Jika Anda tidak tahu nomor tersebut, Anda tidak akan dapat mengevaluasi efektivitas pelayanan Anda.

Jika Anda tidak terfokus pada keterlibatan, Anda hanya akan melihat penurunan jumlah penonton.

Setelah semua, di masa depan gereja, hanya terlibat akan menghadiri karena hanya terlibat akan tetap.

Ingin lebih?

Jika Anda ingin untuk menggali lebih dalam dari posting ini, aku menjelaskan lebih tren menghadapi masa depan gereja dalam buku saya dampak abadi: 7 kuat percakapan yang akan membantu Anda gereja tumbuh.

Jika Anda ingin bor turun lebih dalam dengan tim Anda, tahan dampak tim edisi seri video akan berjalan tim kepemimpinan Anda melalui percakapan penting tujuh dengan cara yang akan membantu gereja Anda menavigasi perubahan yang Anda butuhkan untuk membuat untuk tetap efektif dalam perubahan budaya.

Bertanya-tanya apakah tujuh percakapan yang cocok untuk gereja Anda? Anda dapat membaca ulasan pelanggan di sini.

Menjadi pemimpin dampak tinggi pada 2017

Jadi Anda ingin tahun ini untuk menjadi yang terbaik Namun, tetapi sulit. Constant interupsi dan gangguan menyimpan banyak pemimpin dari mendapatkan prioritas paling penting mereka tercapai. Selain itu, pekerjaan membuat pendarahan ke waktu keluarga. Dan sebelum Anda tahu itu, semua harapan Anda untuk lebih baik 2017 mendapatkan berlari.

Bagaimana jika Anda tidak perlu untuk hidup seperti itu lagi?

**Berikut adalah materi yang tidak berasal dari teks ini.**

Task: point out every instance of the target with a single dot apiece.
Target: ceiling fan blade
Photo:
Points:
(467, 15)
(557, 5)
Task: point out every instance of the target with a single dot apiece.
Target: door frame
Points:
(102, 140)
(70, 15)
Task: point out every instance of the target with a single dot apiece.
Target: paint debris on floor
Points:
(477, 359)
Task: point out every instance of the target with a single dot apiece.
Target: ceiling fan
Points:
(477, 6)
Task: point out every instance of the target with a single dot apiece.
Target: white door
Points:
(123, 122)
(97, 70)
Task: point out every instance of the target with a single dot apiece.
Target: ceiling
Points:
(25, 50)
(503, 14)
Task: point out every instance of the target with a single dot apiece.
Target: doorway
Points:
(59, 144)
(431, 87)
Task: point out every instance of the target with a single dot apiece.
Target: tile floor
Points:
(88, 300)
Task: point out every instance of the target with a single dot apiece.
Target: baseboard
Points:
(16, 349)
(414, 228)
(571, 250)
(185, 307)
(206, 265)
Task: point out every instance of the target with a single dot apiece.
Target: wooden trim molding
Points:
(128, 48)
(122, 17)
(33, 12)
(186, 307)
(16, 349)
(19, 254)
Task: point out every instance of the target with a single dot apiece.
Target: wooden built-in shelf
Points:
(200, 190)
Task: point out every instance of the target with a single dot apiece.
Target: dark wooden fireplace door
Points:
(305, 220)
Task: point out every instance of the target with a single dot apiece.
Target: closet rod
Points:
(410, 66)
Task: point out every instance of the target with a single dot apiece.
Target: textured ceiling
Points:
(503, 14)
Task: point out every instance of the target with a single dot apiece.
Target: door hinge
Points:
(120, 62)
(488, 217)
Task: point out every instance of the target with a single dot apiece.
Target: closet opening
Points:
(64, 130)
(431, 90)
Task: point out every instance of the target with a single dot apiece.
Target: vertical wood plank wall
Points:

Pemimpin dampak tinggi kursus online memberi Anda sangat praktis, terbukti strategi tentang bagaimana untuk akhirnya mendapatkan waktu, tenaga dan prioritas bekerja sesuai keinginan Anda.

High dampak pemimpin Course akan terbuka untuk pendaftaran baru untuk terakhir kalinya pada tanggal 16 Desember 2017. Itu adalah 10-bagian, online kursus dirancang untuk meningkatkan produktivitas pribadi Anda sehingga Anda bisa mendapatkan kembali kehidupan dan punggung kepemimpinan.

Bergabung dengan daftar tunggu sekarang untuk menjadi yang pertama dalam waktu berikutnya pemimpin dampak tinggi The membuka.